L’idée d’une eucharistie virtuelle peut sembler contraire à la tradition catholique, mais elle est profondément enracinée dans l’histoire de l’église.
Image: Un prêtre tenant l’hostie avec des rayons de lumière en émanant.
Par : Lucia Tang 21 juin 2020 4 minutes Dailly.justor.org
Avec l’assouplissement des mesures de lutte contre les coronavirus et des ordonnances de séjour à domicile, les diocèses catholiques du monde entier ouvrent leurs portes, longtemps fermées, et accueillent pour la première fois depuis des mois des messes socialement éloignées. Les laïcs catholiques ont passé la période , quel que soit le nombre de dimanches où ils ne se sont pas approchés en personne des autels pour recevoir leur pain eucharistique. Pour la plupart d’entre eux, la fin de la messe en ligne ne peut pas arriver trop tôt. Mais pour les croyants à haut risque, l’ère de la communion en ligne va s’éterniser indéfiniment. Alors que leurs prêtres consacrent des hosties pour les offrir à leurs co-paroissiens masqués, ces catholiques médicalement vulnérables continueront à se contenter des vidéos.
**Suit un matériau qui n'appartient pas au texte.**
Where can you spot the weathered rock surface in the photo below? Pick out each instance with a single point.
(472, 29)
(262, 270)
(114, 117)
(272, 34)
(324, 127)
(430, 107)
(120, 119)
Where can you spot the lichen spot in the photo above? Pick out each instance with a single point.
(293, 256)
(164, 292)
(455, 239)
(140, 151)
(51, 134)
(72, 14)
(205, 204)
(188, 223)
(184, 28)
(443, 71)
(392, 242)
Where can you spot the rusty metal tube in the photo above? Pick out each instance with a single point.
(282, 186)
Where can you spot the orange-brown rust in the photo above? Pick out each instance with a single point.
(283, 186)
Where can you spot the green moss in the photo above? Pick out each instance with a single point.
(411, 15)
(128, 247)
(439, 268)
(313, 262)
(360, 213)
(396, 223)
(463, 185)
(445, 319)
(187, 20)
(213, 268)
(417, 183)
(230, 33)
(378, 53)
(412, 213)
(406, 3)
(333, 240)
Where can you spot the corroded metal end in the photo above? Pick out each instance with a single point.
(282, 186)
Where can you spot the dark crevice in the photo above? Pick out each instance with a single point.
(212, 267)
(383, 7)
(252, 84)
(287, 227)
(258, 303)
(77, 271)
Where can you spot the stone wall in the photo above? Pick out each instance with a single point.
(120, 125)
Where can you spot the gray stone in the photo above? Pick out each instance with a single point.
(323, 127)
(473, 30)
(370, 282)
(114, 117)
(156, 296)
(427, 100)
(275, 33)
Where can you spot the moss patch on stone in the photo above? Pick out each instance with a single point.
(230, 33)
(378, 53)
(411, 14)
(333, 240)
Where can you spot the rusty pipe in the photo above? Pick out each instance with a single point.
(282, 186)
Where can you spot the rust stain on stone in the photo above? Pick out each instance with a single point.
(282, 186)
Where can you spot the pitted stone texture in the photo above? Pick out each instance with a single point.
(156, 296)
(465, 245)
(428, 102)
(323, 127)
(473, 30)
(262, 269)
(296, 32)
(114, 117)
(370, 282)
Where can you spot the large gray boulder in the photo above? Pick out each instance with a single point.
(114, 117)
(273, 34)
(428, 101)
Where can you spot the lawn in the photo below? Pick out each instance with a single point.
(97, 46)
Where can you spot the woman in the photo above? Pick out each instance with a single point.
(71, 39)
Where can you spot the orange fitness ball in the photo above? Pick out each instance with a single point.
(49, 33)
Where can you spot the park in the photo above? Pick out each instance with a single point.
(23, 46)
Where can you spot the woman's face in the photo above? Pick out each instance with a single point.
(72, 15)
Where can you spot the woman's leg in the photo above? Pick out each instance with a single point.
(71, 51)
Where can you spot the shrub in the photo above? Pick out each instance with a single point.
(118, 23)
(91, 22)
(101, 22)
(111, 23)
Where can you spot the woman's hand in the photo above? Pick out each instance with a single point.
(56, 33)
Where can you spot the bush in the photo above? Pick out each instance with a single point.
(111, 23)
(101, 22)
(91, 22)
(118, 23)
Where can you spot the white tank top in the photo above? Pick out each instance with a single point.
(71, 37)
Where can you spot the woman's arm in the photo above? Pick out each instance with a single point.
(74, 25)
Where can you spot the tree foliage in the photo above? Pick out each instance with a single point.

Cette eucharistie virtuelle peut sembler en contradiction avec la tradition, une solution de fortune à un problème sans précédent. Mais d’une certaine manière, il s’agit en fait d’un retour à l’histoire de l’église. Lorsque les catholiques médiévaux consommaient le pain de vie, ils ne festoyaient le plus souvent qu’avec lés yeux.
Avant Luther, faire un “jeûne eucharistique” d’un mois n’était pas une privation : c’était la norme. Le dimanche de Pâques, la gaufre consacrée pouvait être déposée directement sur la langue du croyant laïc – en fait, le quatrième concile du Latran, en 1215, l’a rendu obligatoire pour tous les chrétiens. Ne communier qu’ à Noël et à la Pentecôte n’était pas non plus inhabituel. La plupart des dimanches, l’acte physique de manger le pain était réservé au seul prêtre. Les fidèles non ordonnés se contentaient généralement d’une “communion oculaire” : ils regardaient simplement, avec une dévotion débordante, comment le prêtre consacrait l’hostie et la montrait à tous.
Bien sûr, il y avait des exceptions. La communion fréquente était un privilège accordé par une permission sacerdotale spéciale, théoriquement seulement aux plus pieux de tous. Catherine de Sienne, par exemple, recevait l’Eucharistie presque tous les jours, avec la bénédiction de son confesseur, bien que son désir intense de la recevoir lui ait valu les moqueries de contemporains sceptiques. La mystique anglaise Margery Kempe, quant à elle, insistait tellement sur la communion hebdomadaire qu’elle a porté son cas jusqu’à l’archevêque de Canterbury.
La communion oculaire n’était pas un simulacre insatisfaisant de la réalité. Elle prenait la dimension de la réalité. .
Margery et Catherine étaient tous deux des extrémistes dans leur fixation sur la communion physique – ou peut-être juste en avance sur leur temps. Jusqu’à ce que les premiers réformateurs protestants s’efforcent, en vain au début, de normaliser la communion hebdomadaire ou mensuelle, la réception de l’Eucharistie, si souvent jugée excessive par la plupart des laïcs. La communion du dimanche était réservée aux saints et aux zélés : peut-être saints, ou encore suspects. Pour le croyant ordinaire, il suffisait de regarder l’hostie. La communion oculaire n’était pas un mauvais substitut, un simulacre insatisfaisant de la réalité: regarder le pain levé au moment où il devenait la chair de Dieu était censé offrir tous les avantages de sa consommation. Même à Pâques, lorsque toute la paroisse devait manger le pain, c’était la vision de l’hostie qui “devenait pour beaucoup le point central de la dévotion eucharistique”.